Cross account S3 access without going over internet

1

We have 2 AWS accounts and we are sending huge data from primary account to secondary account (data is being transfer from EC2 to S3Bucket of secondary account) so its costing us data transfer charges at huge. We are looking for solution where we can transfer the data from primary account to secondary account without going via internet. I was thinking about VPC endpoint but we are confused if this can be worked accross AWS Account or not.

3 Answers
1
Accepted Answer

Add a resource policy to the S3 Bucket allowing access from your primary account. Make sure the policy on your EC2 instance's IAM role allows access to this bucket. Configure an S3 VPC Endpoint in your primary account VPC. Then your EC2 instance will be able to access the S3 service, and your bucket, without going over the internet.

EXPERT
answered a year ago
profile pictureAWS
EXPERT
reviewed a year ago
  • Thanks, I would try this and confirm I'm hopping this would work 100%

1

In this case I would use a S3 Gateway Endpoint in each account. They are zero cost and ensure that S3 traffic doesn't traverse a NAT or Internet Gateway. It will allow each VPC to access buckets in other accounts as required.

profile pictureAWS
EXPERT
answered a year ago
0

Hey,

I totally feel your frustration with those massive data transfer charges! Dealing with AWS data transfer costs can be a real headache...

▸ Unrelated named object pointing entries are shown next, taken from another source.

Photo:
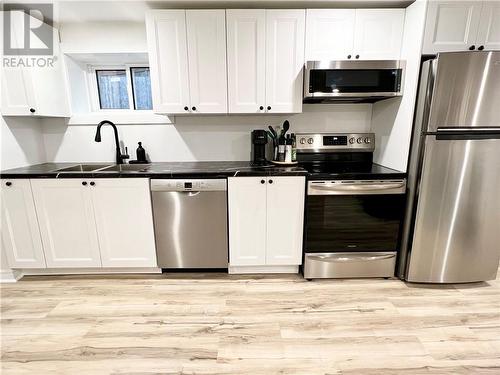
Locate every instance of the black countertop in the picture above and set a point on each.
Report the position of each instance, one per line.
(203, 169)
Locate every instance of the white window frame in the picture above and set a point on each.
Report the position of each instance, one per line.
(93, 91)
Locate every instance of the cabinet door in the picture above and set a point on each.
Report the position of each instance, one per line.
(329, 34)
(35, 91)
(67, 224)
(50, 85)
(285, 220)
(168, 61)
(451, 26)
(378, 34)
(20, 233)
(285, 33)
(488, 34)
(206, 38)
(124, 221)
(247, 221)
(17, 88)
(246, 38)
(17, 92)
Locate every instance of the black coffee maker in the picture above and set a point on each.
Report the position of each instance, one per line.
(259, 141)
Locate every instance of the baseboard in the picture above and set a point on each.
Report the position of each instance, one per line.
(10, 276)
(262, 269)
(86, 271)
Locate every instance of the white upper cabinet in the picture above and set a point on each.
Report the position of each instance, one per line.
(265, 58)
(488, 34)
(451, 25)
(187, 57)
(378, 33)
(461, 26)
(34, 91)
(246, 59)
(20, 234)
(67, 224)
(168, 60)
(329, 34)
(343, 34)
(124, 221)
(206, 40)
(284, 60)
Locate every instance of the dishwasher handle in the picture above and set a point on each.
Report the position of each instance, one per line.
(188, 185)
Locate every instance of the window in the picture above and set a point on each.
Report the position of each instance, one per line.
(121, 88)
(141, 88)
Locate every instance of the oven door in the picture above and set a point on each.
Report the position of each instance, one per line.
(354, 216)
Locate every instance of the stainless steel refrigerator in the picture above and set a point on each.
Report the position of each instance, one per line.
(452, 226)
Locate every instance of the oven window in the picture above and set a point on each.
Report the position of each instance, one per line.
(354, 223)
(352, 81)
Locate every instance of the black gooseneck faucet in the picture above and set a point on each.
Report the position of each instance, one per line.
(119, 156)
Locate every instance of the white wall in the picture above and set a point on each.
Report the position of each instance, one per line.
(193, 138)
(393, 118)
(21, 142)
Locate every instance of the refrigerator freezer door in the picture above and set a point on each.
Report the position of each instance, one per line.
(466, 90)
(457, 228)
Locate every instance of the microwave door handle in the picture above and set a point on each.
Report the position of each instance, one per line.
(361, 188)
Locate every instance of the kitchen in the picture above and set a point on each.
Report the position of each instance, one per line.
(353, 206)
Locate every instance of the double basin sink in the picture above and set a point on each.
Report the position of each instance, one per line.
(103, 168)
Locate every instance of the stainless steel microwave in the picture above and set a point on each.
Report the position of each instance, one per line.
(352, 81)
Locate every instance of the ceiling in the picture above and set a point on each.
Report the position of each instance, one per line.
(69, 11)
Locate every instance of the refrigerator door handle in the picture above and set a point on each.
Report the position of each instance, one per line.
(473, 129)
(471, 133)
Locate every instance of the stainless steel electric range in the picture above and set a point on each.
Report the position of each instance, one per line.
(354, 208)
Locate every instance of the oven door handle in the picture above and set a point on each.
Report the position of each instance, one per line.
(350, 258)
(351, 189)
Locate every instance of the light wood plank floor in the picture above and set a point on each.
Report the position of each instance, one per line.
(220, 324)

So, regarding your situation, AWS-User-6176623, you're definitely on the right track with considering VPC endpoints. Good news is, VPC endpoints can indeed be used across AWS accounts. They offer a private connection between your VPC and other AWS services, which means you can transfer data between your primary and secondary accounts without going over the public internet.

Here's what you could do: Set up a VPC endpoint in your secondary account for Amazon S3, and then configure your primary account's EC2 instances to use that endpoint for sending data to the S3 bucket in the secondary account. This way, you'll avoid those data transfer charges and keep your traffic secure within the AWS network.

I've personally used VPC endpoints before, and they're pretty straightforward to set up. Just remember to configure the necessary route tables and security groups correctly.